Personal information
- Full name: Arsen Ibragimovich Siukayev
- Date of birth: 7 March 1996 (age 30)
- Place of birth: Vladikavkaz, Russia
- Height: 1.96 m (6 ft 5 in)
- Position: Goalkeeper

Team information
- Current team: Samgurali Tskaltubo
- Number: 21

Senior career*
- Years: Team / Apps / (Gls)
- 2013–2014: Kuban Krasnodar / 0 / (0)
- 2014–2015: Kaluga / 2 / (0)
- 2016: Mashuk-KMV Pyatigorsk / 1 / (0)
- 2017–2018: Biolog-Novokubansk / 32 / (0)
- 2018: Ararat-Armenia / 2 / (0)
- 2019: Lori / 14 / (0)
- 2019–2020: Tom Tomsk / 0 / (0)
- 2020–2021: Lori / 0 / (0)
- 2021: Mashuk-KMV Pyatigorsk / 13 / (0)
- 2022–2023: Spartak Nalchik / 16 / (0)
- 2023–2024: Aksu / 6 / (0)
- 2024–2025: Zhetysu / 24 / (0)
- 2025: Atyrau / 8 / (0)
- 2025: Gagra / 17 / (0)
- 2026–: Samgurali Tskaltubo / 8 / (0)

= Arsen Siukayev =

Russian footballer

Arsen Ibragimovich Siukayev (Арсен Ибрагимович Сиукаев; born 7 March 1996) is a Russian football player who plays for Georgian club Samgurali Tskaltubo.

==Career==
===Club===
Siukayev made his professional debut in the Russian Professional Football League for Kaluga on 4 November 2014 in a game against Ryazan.

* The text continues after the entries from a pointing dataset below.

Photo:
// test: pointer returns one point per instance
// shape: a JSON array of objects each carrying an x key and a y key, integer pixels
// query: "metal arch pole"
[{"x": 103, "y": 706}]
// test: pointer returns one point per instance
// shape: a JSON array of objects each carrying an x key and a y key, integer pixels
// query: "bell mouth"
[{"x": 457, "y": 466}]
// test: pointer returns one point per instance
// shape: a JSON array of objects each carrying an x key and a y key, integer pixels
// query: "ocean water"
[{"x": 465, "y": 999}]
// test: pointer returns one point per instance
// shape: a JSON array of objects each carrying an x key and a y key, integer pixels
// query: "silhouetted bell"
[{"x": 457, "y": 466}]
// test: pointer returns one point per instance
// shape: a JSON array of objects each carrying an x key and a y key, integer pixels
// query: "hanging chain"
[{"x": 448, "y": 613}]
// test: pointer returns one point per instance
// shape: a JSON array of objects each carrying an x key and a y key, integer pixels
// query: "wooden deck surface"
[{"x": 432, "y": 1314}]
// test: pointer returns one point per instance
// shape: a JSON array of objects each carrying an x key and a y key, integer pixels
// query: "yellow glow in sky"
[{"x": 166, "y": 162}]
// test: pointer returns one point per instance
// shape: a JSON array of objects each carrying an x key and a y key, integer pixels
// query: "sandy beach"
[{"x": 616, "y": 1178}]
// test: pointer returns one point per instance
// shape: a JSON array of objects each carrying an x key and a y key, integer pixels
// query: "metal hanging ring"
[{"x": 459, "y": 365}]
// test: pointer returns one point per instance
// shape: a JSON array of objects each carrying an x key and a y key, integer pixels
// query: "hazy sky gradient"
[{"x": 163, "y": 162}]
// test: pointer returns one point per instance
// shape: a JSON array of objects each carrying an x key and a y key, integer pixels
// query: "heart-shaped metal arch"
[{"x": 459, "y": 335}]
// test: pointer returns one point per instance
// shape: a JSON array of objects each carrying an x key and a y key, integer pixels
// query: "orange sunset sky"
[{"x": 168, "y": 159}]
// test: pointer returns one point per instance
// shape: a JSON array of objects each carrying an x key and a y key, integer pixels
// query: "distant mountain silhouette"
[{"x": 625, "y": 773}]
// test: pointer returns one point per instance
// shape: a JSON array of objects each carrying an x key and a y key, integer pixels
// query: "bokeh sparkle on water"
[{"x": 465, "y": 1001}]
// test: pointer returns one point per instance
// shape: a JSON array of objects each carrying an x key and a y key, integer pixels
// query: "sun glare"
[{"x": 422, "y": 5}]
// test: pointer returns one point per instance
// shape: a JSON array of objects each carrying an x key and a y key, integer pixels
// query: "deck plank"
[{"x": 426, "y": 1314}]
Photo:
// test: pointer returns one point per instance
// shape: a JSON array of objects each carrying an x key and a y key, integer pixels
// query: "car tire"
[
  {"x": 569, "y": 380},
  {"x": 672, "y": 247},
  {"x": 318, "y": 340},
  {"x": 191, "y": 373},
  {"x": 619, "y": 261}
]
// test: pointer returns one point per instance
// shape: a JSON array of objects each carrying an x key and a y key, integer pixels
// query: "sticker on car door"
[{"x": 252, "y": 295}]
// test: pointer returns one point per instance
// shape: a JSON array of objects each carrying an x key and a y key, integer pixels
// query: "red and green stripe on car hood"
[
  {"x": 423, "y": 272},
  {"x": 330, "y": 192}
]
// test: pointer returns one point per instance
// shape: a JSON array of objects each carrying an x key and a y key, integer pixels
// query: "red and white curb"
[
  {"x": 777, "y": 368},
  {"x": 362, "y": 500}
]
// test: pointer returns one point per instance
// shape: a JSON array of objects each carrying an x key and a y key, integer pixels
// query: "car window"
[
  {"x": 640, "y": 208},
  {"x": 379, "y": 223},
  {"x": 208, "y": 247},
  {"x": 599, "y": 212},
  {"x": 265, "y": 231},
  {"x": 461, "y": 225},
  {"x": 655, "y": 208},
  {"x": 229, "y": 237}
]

On 11 January 2019, Siukayev signed for Lori.

Siukayev played in the 2019–20 Russian Cup campaign for Tom Tomsk as they eliminated Russian Premier League club Tambov with a score of 4–0, before falling to Russian champions Zenit St. Petersburg with a score of 0–4.

On 28 August 2020, Siukayev returned to Lori, playing two cup games for the club before leaving on 13 January 2021.